Saturday, December 17, 2011

choices and decisions.

People have a lot of choices in life. You can choose what you wear to your party and what you wear when you sleep. You can choose where you want to move, when you want to move, or if you want to even move at all. You can choose to get out of bed in the morning or not get out until noon. And that’s what makes life good, right? You get to choose your happiness. When those decisions of happiness add up, they tend to equal good things.
So I’ve been noticing lately that people feel like they can only choose one thing. Maybe there are so many choices in the world, that it is exhausting to be choosing all the time, and so just picking one is easier than picking two or three or four. But I’ve seen this pattern frequently:
You either have to dress nicely all the time or you aren’t put together.
You can’t be athletic and feminine at the same time; those biceps are just a little too much.
You can’t have a career and a marriage, because both take up too much time, so you need to decide on one.
You can’t be adventurous and still have a relationship; one of them will have to go, because there isn’t room for both.
The truth is, really, that you can have both. This last phrase has been a constant theme in my life. I have seen friends, family, colleagues go through this all the time. I am surrounded by people who are making great strides in their careers and adventures and happiness and successes, but a lot of these friends and family members think that it needs to be one or the other.
Adventure vs. Family
Career vs. Relationship
Mountains vs. Stability
Life on the road vs. Home in one spot
And this isn’t talked about enough. That you can be crazy about someone and still be with them, and still go on adventures and be in the mountains and high places and travel, and still be attached to that person. I will say it again; it’s not talked about enough because it hits a spot in most people that is a little too sensitive, because sometimes maybe someone chose a mountain over you. Or maybe someone chose medical school and decided that you didn’t fit into the pursuing of their career. You might be on the other side of this, too. I know I have been on both ends. I’ve chosen to be single instead of in a relationship because it seemed easier, despite the happiness that was brought in. And I’ve also been a second choice to an adventure, because, well, they didn’t believe it was worth the sacrifice. In life people make choices, and it’s not always going to be you. It’s sad. And it’s real.
Choosing both doesn’t mean it will be life without sacrifices. And it doesn’t mean that it will be easier. And sometimes, honestly, in unique situations, you won’t be able to have both.

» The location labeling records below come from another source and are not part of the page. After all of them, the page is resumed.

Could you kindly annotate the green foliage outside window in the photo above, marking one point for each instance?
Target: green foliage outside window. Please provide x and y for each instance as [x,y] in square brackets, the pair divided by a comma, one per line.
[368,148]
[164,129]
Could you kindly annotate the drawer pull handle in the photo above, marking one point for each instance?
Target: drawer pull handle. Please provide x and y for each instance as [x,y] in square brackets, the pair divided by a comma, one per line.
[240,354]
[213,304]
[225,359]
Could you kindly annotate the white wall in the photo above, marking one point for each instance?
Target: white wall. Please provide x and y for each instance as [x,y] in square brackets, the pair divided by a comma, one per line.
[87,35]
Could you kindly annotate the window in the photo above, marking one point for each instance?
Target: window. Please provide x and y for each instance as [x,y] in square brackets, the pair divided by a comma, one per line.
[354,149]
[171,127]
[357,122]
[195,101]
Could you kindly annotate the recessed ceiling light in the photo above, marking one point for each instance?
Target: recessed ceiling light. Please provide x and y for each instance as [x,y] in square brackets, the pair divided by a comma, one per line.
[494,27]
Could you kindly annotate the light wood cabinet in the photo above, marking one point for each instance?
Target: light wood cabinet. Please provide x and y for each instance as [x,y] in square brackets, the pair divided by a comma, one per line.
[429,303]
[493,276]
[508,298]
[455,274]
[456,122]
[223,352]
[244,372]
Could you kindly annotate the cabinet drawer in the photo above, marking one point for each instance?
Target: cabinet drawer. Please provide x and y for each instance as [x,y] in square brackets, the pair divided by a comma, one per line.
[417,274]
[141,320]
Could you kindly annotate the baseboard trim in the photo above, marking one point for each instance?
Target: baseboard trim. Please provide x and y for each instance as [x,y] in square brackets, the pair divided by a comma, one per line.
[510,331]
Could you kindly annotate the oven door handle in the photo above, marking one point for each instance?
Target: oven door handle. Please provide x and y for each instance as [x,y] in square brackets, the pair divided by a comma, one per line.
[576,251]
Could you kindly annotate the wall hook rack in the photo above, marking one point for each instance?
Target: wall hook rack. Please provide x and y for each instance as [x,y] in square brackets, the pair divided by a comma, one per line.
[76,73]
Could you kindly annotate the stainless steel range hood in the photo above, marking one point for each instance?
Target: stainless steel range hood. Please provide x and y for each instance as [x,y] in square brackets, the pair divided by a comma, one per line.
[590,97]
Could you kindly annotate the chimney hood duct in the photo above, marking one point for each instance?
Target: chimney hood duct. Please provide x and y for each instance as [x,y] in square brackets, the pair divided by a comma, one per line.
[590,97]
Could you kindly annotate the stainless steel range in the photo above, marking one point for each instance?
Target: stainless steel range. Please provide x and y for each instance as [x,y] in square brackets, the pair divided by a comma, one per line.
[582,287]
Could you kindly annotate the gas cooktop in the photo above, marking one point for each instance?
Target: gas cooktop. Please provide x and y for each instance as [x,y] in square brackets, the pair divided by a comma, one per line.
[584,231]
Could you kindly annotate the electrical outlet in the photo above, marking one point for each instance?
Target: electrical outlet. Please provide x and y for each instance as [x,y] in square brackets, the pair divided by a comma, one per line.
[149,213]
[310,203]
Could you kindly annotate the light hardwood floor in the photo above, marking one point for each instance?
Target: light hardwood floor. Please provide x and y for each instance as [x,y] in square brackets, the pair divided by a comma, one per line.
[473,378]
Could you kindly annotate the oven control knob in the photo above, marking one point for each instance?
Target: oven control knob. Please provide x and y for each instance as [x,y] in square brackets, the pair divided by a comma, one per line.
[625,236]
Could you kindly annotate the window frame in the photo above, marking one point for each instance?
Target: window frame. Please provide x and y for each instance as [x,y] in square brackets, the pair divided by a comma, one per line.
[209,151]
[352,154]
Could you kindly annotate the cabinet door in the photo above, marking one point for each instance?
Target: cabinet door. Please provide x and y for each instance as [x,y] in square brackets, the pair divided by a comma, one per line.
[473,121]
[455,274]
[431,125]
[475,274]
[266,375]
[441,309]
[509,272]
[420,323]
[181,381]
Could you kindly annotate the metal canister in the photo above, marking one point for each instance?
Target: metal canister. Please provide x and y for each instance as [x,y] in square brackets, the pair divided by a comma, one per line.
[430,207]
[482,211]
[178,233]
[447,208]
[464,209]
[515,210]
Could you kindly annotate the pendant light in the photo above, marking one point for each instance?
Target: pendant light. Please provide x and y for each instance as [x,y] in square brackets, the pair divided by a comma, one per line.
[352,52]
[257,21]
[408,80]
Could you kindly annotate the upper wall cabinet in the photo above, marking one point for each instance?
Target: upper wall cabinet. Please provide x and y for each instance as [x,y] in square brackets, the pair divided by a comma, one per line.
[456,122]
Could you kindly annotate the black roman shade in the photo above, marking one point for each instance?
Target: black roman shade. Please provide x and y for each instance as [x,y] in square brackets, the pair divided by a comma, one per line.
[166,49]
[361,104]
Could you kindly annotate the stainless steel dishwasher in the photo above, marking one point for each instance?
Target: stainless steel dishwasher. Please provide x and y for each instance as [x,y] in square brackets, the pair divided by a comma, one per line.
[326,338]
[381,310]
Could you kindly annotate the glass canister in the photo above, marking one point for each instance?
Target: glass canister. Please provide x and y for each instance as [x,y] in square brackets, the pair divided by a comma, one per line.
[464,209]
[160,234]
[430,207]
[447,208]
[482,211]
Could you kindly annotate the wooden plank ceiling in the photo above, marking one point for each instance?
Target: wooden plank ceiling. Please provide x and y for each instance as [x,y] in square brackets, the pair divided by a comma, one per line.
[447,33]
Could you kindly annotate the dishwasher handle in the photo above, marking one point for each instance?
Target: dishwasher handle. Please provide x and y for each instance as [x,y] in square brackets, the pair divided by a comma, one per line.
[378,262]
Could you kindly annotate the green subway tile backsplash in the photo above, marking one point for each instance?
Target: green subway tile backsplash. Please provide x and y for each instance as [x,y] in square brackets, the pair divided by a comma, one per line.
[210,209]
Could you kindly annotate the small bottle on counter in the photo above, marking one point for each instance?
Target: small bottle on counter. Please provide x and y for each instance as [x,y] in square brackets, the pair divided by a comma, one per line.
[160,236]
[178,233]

But listen to this: giving some things up leaves room for other things.
So really, the only decision you need to make is that you can be both.
You can have both.
You can embody more than one thing.
And no one will make that choice, but you.

Sunday, December 11, 2011


Big news! National Geographic asked to put my bio and photo up as an Explorer on their website. I'm so honored to be a part of this grant process that they give opportunity for. Please view my interview here:

I've been walking with a heavy heart these past days. I also woke up to Heidi crying. Four of our six chickens were killed by either a fox or a dog.

I felt so heavy and disoriented, saying goodbye to all these things that were making me so happy. Both Heidi and I agreed we still wanted to go on our planned trip to South Dakota. We were feeling an immense amount of loss and grief and wanted to run away.

So we took our chickens, dogs and our heavy hearts miles and miles up the roads to go visit our soul sister, Jade, in Spearfish. We navigated through the canyons, and watched a bald eagle fly through the pines. The sun set and we watched the lines from the aspen tree shadows stretch out on the snow. We had a late dinner in Spearfish, and waiters kept checking on us because we cried our way through the meal. We loved those chickens. 

Our days spent with Jade were important and bold. We were able to sneak a photo with the chickens in front of Mount Rushmore. We pointed out their faces and told them the history. We loved the two chickens with all our might, and they laid us blue eggs the entire way. We caught my pup sneaking off in Rapid City for a little jaunt through some parking lots and woods. We wandered around abandoned things and drank hot chocolate. We spent about 9 hours at the animal shelter. Because, really, what I will miss most of all is being able to pour love into someone and something. I have a pup for that, but the emptiness still feels like it will swallow me whole if I stand too close. So we poured all of the love we could muster up into animals who were looking for a home.

The five days we spent there were good and wholesome. I'm headed home to spend time with my family and best friend who just returned from Africa. Surround yourself with love, and it will surround you.